Najchętniej cytowałbym “Dziennik hipopotama” Krzysztofa Vargi masywnie, całymi obszernymi partiami. Byłoby naprawdę warto, bo to frapujący zapis obserwacji, doświadczeń oraz przemyśleń utalentowanego pisarza i błyskotliwego felietonisty, człowieka o zgryźliwym poczuciu humoru i wyrafinowanym – acz wolnym od przesadnej, narcystycznej ostentacji – stylu. To obserwacje i przemyślenia najrozmaitszego autoramentu, o bardzo szerokim spektrum – od refleksji, zazwyczaj autoironicznych, nad sobą samym, aż do uwag nad losem świata całego na przestrzeni dziejów ludzkiej cywilizacji.
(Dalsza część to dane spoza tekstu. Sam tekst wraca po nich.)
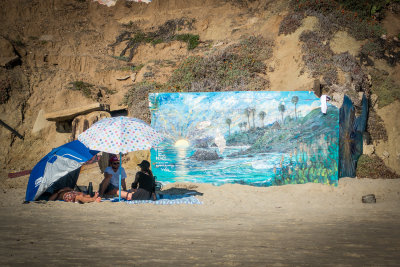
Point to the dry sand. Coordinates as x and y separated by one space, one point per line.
237 225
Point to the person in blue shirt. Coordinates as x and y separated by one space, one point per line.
110 183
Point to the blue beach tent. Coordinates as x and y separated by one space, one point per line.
60 168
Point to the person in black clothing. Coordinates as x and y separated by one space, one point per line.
144 184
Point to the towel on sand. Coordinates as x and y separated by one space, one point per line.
164 199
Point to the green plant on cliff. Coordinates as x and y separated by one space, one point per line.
384 87
235 68
191 40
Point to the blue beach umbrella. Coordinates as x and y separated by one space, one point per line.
59 168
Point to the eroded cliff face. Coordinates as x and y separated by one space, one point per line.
51 48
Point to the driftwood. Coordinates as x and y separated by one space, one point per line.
351 136
11 129
83 122
70 114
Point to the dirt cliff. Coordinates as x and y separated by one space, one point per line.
63 54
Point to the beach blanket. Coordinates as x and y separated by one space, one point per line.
164 199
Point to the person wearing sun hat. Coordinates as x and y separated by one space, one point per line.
110 183
144 184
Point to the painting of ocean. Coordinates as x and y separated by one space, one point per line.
254 138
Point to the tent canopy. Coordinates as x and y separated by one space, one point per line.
59 168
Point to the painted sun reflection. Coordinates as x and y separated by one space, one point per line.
182 143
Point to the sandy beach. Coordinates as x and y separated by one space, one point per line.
237 225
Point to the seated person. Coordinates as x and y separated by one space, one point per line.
69 195
110 183
144 185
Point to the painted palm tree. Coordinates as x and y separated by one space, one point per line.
241 126
295 100
229 121
247 112
262 115
282 110
253 111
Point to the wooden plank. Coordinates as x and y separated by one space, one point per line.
5 125
69 114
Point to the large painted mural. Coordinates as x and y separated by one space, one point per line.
253 138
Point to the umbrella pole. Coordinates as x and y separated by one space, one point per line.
120 158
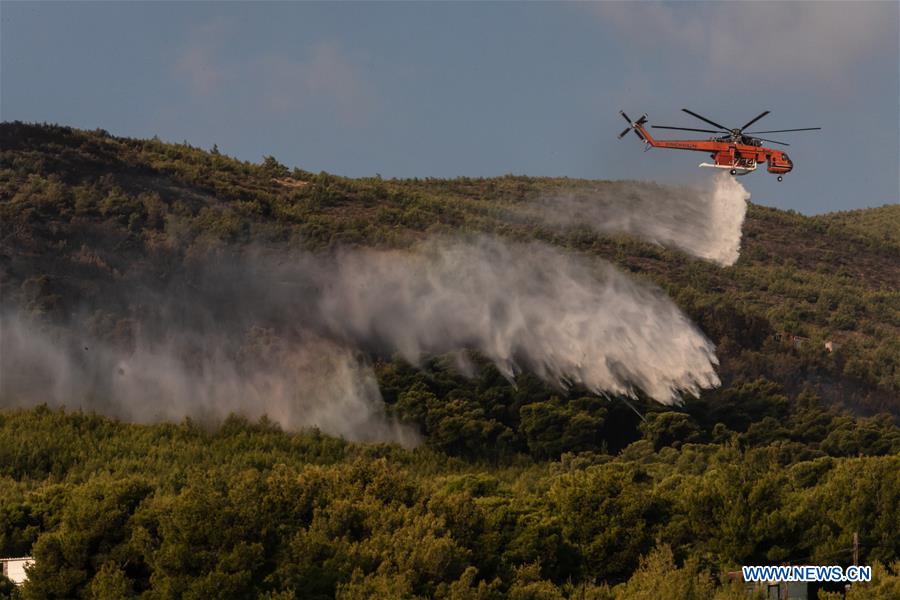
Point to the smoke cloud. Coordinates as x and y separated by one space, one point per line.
705 222
290 336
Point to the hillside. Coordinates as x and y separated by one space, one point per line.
527 491
83 212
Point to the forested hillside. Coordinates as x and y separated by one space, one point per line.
526 490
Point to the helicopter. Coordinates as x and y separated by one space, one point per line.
732 148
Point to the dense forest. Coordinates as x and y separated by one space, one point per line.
522 491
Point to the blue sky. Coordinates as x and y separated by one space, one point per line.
435 89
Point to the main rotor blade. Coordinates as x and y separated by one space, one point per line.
783 130
693 114
760 116
687 129
773 141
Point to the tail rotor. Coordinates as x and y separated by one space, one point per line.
632 126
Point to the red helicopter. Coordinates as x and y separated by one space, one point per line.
733 149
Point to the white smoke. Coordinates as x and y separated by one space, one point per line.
705 222
287 336
308 383
569 320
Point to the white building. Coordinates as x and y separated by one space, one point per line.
14 568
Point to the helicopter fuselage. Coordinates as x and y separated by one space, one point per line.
738 157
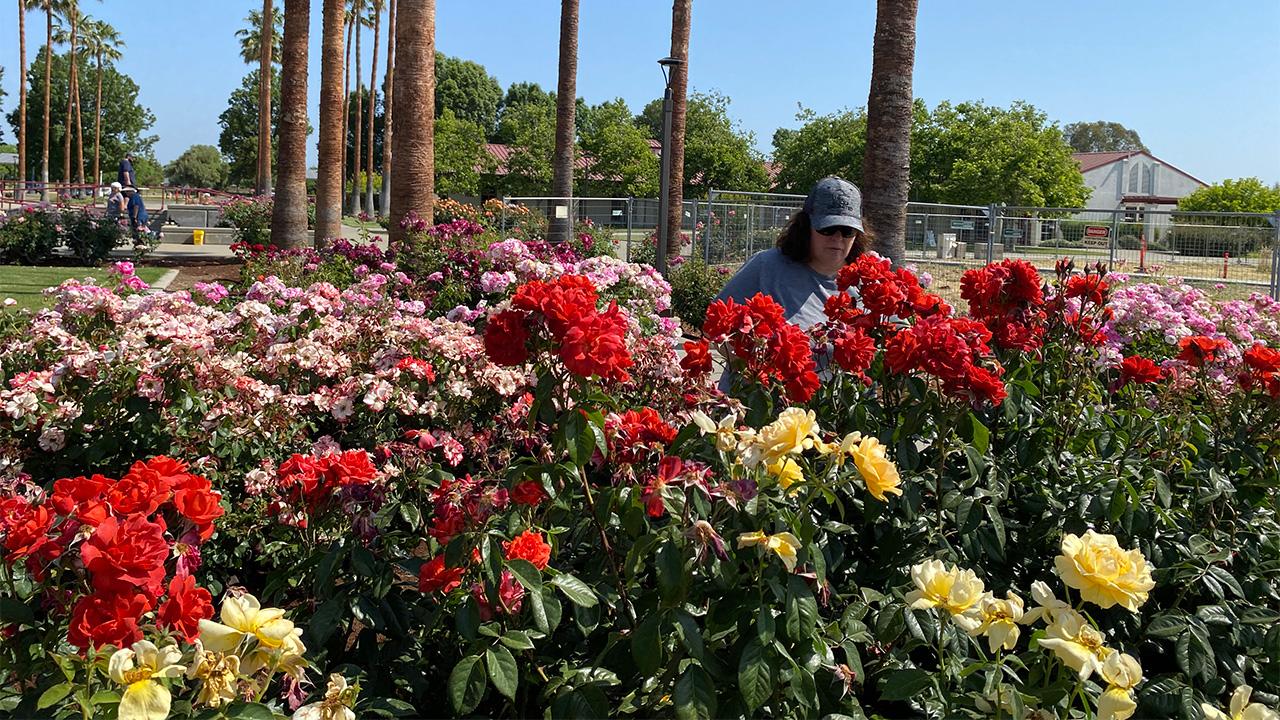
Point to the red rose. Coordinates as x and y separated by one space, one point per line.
127 556
434 577
103 619
529 546
529 492
196 500
1137 369
506 338
698 358
187 605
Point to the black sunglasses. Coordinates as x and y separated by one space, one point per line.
845 231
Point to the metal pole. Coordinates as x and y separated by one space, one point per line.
664 191
991 232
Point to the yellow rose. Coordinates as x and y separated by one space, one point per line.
791 433
878 472
956 591
1075 642
1105 573
1000 620
1240 707
787 472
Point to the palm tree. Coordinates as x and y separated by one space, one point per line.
105 42
387 108
360 114
887 163
566 96
22 99
376 9
289 214
332 139
415 86
681 12
264 103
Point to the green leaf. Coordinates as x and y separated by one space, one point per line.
695 695
903 684
466 684
576 591
528 574
54 695
647 645
754 675
502 670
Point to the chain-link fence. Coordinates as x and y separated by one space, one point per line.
1229 254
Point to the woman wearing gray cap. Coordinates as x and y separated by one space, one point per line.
800 272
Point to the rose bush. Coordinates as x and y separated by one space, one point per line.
479 468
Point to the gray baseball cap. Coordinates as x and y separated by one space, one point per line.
835 203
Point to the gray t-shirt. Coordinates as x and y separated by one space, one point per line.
800 290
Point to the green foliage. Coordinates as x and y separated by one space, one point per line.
124 121
200 165
624 163
1243 195
467 90
1101 136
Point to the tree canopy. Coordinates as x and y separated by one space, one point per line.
1101 136
124 122
238 140
1243 195
200 165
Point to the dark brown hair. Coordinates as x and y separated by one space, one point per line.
794 241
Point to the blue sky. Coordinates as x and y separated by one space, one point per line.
1196 80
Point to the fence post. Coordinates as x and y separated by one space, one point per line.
1112 242
991 232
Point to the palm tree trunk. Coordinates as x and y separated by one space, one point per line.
97 122
415 86
49 71
22 99
264 101
332 139
357 126
289 213
681 19
887 163
373 96
566 96
387 110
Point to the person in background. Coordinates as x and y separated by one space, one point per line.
800 272
124 174
136 209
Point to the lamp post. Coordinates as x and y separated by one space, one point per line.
664 181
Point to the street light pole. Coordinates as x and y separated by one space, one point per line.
664 181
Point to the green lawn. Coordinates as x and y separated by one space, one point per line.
24 283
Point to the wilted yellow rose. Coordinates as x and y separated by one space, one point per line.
791 433
135 668
1105 573
950 588
1077 643
1000 620
1240 707
787 472
878 472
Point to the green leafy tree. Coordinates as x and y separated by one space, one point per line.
124 121
717 153
618 151
1244 195
1101 136
460 155
238 140
469 90
201 165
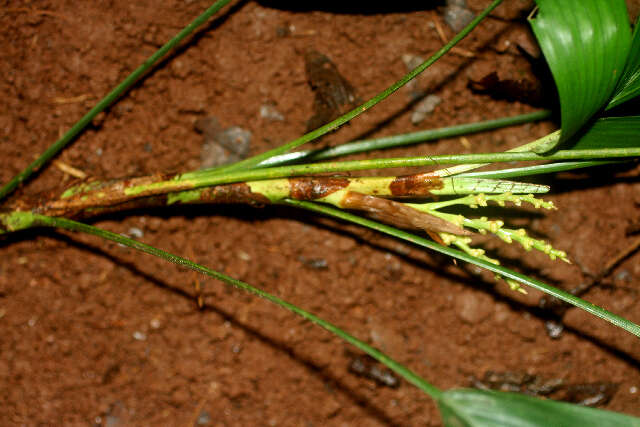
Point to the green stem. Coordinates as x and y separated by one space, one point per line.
108 100
253 161
27 220
196 179
402 140
504 272
531 146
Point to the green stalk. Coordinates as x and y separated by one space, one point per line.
253 161
25 220
402 140
504 272
191 180
108 100
531 146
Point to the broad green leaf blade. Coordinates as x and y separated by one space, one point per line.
629 84
611 132
585 43
467 407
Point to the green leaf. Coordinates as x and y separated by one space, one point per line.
629 84
586 43
467 407
611 132
537 169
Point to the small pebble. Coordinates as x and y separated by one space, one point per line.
135 232
204 418
314 263
269 112
155 323
473 307
554 329
220 146
244 256
139 336
424 108
623 275
457 15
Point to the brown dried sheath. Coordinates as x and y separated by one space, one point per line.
398 214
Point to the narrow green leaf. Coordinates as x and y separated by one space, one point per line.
586 43
109 99
536 170
593 309
629 84
255 160
467 407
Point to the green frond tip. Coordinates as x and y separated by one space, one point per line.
585 43
468 407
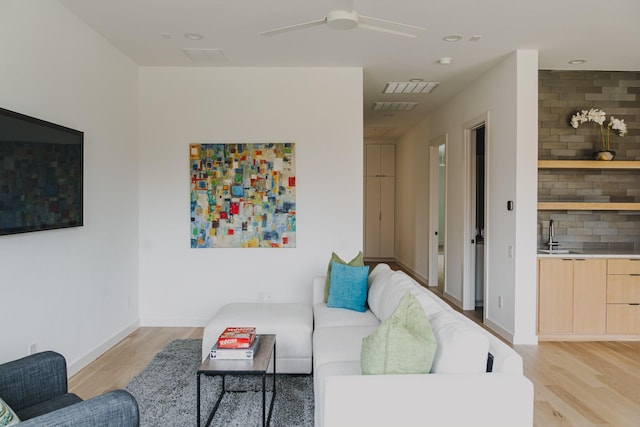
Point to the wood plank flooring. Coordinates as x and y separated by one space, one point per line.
576 383
115 368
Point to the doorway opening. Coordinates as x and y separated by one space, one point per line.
476 253
437 213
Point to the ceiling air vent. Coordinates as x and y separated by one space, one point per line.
204 55
394 106
410 87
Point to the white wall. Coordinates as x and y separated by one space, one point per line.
319 109
507 95
72 290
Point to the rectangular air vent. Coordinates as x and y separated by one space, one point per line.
410 87
205 55
394 106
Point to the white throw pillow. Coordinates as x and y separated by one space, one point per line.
378 281
399 283
462 349
7 416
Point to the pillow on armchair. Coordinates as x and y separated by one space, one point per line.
7 416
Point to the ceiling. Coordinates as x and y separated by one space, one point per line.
152 33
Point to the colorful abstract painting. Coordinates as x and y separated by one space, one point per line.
243 195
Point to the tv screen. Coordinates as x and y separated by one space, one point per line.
40 174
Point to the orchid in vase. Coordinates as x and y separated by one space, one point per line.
599 117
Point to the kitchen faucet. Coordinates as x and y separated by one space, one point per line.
552 243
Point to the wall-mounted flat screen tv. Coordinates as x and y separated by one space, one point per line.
41 174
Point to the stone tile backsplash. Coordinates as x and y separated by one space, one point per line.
561 94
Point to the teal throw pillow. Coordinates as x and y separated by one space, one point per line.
402 344
358 261
348 287
7 416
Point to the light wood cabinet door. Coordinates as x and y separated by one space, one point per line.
555 296
623 266
623 289
623 319
589 296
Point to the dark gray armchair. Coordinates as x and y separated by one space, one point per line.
35 387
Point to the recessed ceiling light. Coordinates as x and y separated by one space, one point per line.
394 106
410 87
452 38
193 36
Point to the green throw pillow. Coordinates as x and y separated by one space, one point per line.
402 344
7 416
358 261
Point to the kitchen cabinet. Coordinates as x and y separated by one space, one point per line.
623 296
379 221
572 295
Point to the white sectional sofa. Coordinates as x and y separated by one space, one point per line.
458 392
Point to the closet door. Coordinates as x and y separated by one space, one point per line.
387 217
372 218
380 201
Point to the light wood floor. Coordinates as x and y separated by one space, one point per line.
115 368
576 383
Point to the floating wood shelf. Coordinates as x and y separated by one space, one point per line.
587 206
588 164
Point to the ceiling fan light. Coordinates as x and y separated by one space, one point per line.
342 19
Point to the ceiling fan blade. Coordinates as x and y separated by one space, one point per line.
385 30
294 27
383 23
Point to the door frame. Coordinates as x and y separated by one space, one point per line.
469 257
434 207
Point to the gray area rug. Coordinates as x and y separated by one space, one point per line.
166 393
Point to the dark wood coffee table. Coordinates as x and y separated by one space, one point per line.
257 366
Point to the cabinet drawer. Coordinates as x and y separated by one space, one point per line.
623 319
623 289
623 266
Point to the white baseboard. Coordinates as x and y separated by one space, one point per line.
417 276
161 322
77 365
497 329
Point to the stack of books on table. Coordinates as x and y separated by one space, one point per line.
236 343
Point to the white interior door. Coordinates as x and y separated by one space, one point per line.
437 212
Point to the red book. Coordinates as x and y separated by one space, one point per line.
237 337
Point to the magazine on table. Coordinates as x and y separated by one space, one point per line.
235 353
237 337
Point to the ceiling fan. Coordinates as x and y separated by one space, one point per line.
344 17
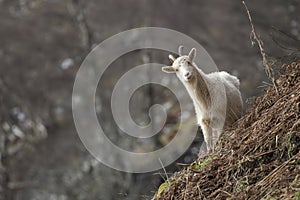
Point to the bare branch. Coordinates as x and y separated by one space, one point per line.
268 69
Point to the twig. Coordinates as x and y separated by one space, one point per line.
269 71
164 171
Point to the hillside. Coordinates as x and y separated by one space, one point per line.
258 159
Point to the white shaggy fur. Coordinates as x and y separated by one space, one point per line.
216 96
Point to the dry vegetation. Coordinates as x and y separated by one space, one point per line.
258 159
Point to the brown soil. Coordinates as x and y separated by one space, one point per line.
258 159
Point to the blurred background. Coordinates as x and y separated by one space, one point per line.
43 43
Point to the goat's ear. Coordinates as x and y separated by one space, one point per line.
192 54
168 69
172 59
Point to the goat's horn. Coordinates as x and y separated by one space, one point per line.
180 50
172 59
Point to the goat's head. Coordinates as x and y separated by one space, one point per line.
183 65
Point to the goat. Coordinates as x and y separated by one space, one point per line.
216 96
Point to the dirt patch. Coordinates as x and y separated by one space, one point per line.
258 159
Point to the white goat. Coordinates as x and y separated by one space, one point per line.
216 96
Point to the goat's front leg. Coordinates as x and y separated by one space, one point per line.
208 134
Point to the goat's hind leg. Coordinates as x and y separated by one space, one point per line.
208 134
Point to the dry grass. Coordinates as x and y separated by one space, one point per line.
258 159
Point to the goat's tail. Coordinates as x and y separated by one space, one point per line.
236 82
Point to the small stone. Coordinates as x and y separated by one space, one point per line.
67 63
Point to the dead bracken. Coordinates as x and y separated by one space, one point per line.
258 159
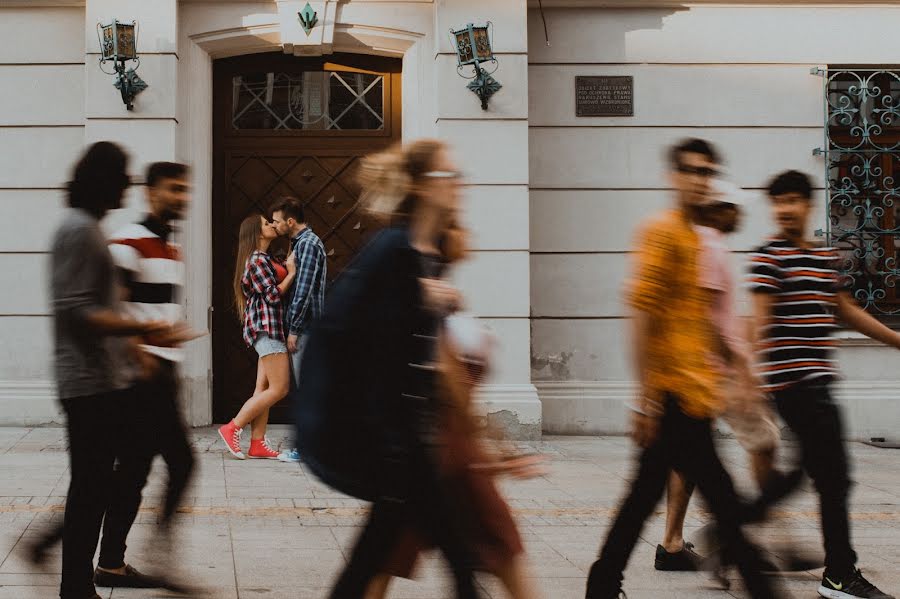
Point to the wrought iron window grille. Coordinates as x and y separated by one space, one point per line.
862 173
286 100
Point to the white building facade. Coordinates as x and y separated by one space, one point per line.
553 197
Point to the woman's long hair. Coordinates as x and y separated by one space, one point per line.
99 179
248 242
388 178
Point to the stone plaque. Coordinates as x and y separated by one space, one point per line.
604 96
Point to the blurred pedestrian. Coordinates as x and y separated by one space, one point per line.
744 407
368 419
798 295
93 376
467 462
307 296
671 423
259 292
152 274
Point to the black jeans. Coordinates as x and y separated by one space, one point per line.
428 511
154 427
810 413
684 444
93 424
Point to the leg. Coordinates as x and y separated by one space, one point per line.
698 460
277 373
174 445
374 543
645 491
91 457
137 448
258 424
762 464
515 577
678 496
816 421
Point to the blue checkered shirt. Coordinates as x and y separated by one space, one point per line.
309 286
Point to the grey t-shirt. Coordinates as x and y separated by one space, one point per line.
82 280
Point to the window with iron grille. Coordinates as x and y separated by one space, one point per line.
862 130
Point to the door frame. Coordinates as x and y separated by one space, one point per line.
208 34
227 141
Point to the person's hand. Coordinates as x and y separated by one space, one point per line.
644 429
440 296
155 327
527 466
291 264
148 365
521 467
173 335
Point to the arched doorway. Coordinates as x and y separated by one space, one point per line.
285 125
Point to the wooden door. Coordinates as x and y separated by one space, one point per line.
289 126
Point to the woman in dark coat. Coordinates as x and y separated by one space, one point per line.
366 415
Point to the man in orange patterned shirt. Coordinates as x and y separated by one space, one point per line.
672 336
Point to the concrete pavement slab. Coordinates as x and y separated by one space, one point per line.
269 530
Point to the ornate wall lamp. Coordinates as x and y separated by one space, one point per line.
118 44
473 47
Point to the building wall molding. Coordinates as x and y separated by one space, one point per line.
599 408
29 403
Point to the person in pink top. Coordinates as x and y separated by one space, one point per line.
746 411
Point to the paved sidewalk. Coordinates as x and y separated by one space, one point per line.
268 530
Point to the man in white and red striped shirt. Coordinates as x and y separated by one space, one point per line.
152 274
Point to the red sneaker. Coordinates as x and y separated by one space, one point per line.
231 434
260 449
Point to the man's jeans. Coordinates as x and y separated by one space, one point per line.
94 425
814 418
296 358
684 444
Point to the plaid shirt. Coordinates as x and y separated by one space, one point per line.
263 313
309 286
666 285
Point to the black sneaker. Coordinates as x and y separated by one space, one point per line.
686 560
603 587
132 579
853 586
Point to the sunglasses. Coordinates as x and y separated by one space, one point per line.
454 175
703 171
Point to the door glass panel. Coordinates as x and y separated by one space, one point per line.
312 100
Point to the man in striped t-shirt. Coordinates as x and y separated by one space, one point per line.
797 296
152 275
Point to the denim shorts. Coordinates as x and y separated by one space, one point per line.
266 346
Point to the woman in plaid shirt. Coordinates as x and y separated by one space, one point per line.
259 284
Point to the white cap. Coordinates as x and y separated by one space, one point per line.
726 192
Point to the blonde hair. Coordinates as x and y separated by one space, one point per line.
248 242
388 178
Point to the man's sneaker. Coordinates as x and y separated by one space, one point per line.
130 579
853 586
686 560
290 456
231 434
261 450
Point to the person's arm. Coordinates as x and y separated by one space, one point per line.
310 258
646 297
77 283
860 320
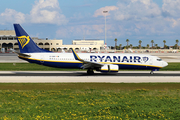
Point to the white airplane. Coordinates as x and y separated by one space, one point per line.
103 62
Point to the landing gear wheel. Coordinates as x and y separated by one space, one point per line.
90 72
151 72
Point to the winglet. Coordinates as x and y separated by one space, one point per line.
76 56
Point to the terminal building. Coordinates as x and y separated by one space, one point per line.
8 41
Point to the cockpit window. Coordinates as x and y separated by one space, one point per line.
159 59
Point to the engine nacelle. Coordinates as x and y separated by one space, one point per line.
109 68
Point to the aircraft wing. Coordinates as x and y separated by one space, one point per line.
87 64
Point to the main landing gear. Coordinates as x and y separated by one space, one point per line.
90 72
152 72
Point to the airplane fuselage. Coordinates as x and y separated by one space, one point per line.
124 61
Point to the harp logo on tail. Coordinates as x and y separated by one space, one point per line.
23 40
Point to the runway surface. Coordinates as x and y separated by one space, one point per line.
12 57
81 76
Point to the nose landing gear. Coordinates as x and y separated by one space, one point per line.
152 72
90 72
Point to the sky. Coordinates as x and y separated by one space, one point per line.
135 20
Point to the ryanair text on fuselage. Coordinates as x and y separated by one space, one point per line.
136 59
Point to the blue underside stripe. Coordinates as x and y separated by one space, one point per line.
78 65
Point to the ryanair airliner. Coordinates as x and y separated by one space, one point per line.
103 62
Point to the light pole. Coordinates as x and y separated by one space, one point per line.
105 29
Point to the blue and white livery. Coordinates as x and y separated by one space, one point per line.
103 62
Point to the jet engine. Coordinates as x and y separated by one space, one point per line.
109 68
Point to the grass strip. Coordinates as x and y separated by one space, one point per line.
85 86
36 67
89 102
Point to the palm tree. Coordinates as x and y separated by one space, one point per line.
130 46
140 44
152 41
164 41
156 45
120 45
177 41
115 43
127 40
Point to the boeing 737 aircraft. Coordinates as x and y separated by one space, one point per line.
103 62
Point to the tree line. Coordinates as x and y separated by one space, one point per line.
153 46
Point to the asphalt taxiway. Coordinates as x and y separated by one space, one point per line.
81 76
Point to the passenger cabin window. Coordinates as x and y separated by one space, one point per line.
159 59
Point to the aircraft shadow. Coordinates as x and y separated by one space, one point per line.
85 74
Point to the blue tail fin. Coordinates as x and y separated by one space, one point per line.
26 44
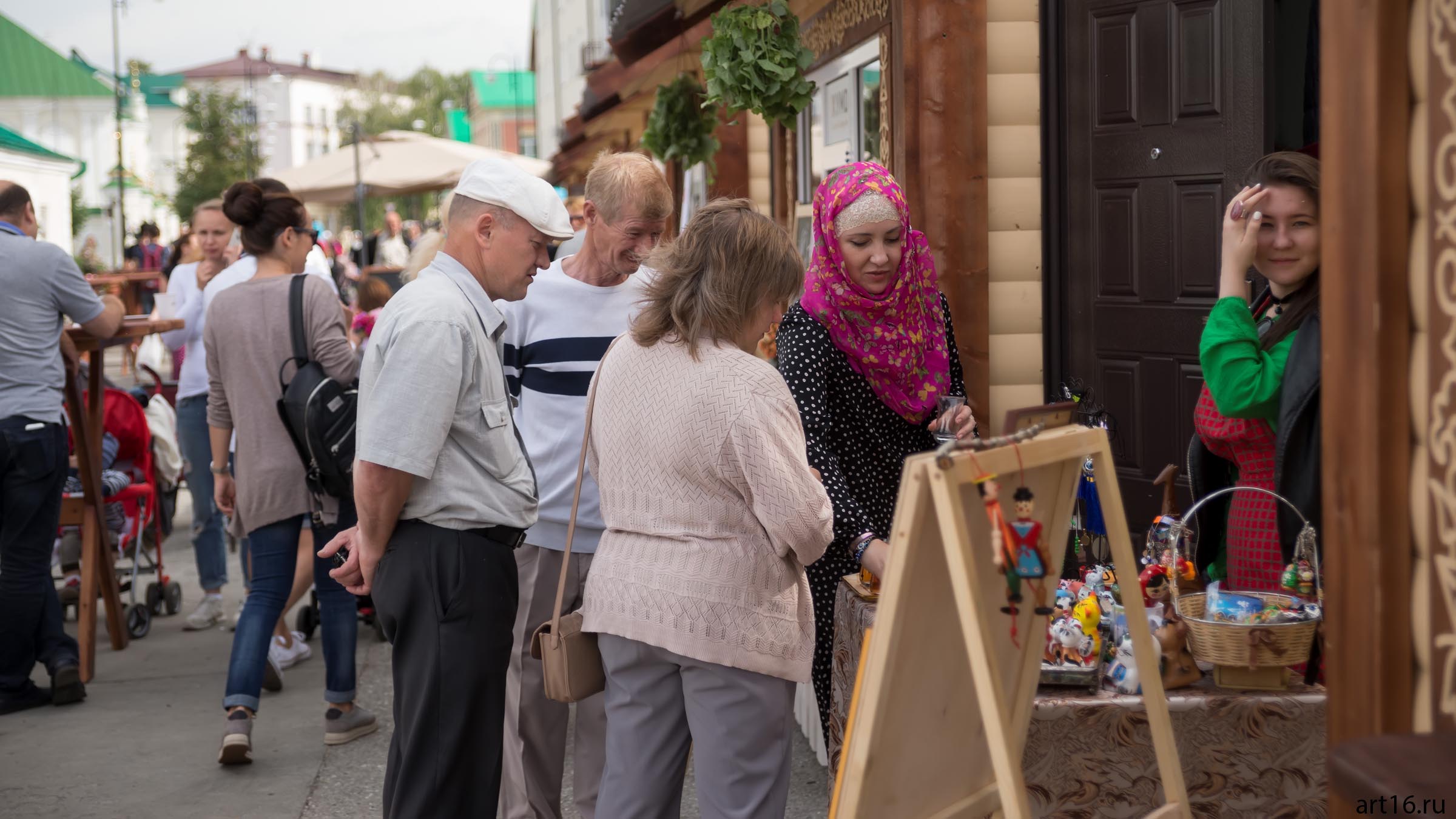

No tak, ale ile ja bym się z tego dziennika nacytował w szczupłych ramach niniejszego tekstu? Ot, tyle, co kot napłakał, więc mijałoby się to z celem. Chciałoby się bowiem zacytować, co najmniej, kilkanaście stron co trafniejszych i co smakowitszych passusów, a przecież to nie wchodzi w rachubę. Cytować jednak byłoby trudno także z tego powodu, że materia “Dziennika hipopotamajest na tyle zróżnicowana i migotliwa, iż kilka nawet starannie dobranych cytatów tylko zniekształciłoby jego obraz. Gdybym zacytował, licznie po dzienniku Vargi rozsiane, jego złośliwe, ostre, wręcz miażdżące filipiki, szydercze w stosunku do Kościoła katolickiego, Polski, Polaków i ich odwiecznej nieuleczalnej, najdelikatniej się wyrażając, głupoty i niewyuczalności, szydercze w stosunku do prawicy w ogólności (nawiasem mówiąc lewicy Varga też nie oszczędza) i do tej obecnie rządzącej w szczególności, czy do Dudy Andrzeja, któremu poświęcił  – nie bójmy się tego słowa – soczyście pogardliwy passus, mogłoby to w oczach czytających te słowa zniekształcić obraz tomu jako składającego się głównie z bieżącej publicystyki, a tym samym zniechęcić do lektury tych, którzy mają publicystki oraz codziennej wylewającej się z mediów pyskówki politycznej i światopoglądowej “dośćpo uszy, dzień cały”, jak Dziennikarz z “Wesela” Wyspiańskiego. Powstrzymam się więc od tego, choć jako podzielający w zupełności, a nawet z naddatkiem, poglądy Vargi uczyniłbym to z lubością. Inna sprawa, że sam wydawca mógł stworzyć takie wrażenie, jako że wybrał do pomieszczenia na ostatniej stronie obwoluty cytat akurat takiego autoramentu, kawałek w którym Varga w krótkich, żołnierskich słowach dokonuje gorzkiego rozrachunku z własnym, polskim losem. Z drugiej strony, gdybym zacytował któryś z jego licznych passusów poświęconych literaturze, jej miejscu w krajobrazie współczesnej kultury, także jego autorskim problemom i perypetiom,  a także licznym lekturom autora, też nie oddałbym reprezentatywnie esencji tej warstwy dziennika, a mógłbym zniechęcić do lektury tych, których problematyka – by tak rzec – literacka, zazwyczaj nudzi. I wtedy też bym wyrządził niedźwiedzią przysługę i autorowi i tym jego potencjalnym czytelnikom, którzy złaknieni są przede wszystkim ciekawych obserwacji osób, rzeczy, miejsc, zjawisk i wydarzeń, w tym barwnych epizodów o tzw. anegdotycznym posmaku. Tych upewniam, że znajdą w tym dzienniku to, czego szukają.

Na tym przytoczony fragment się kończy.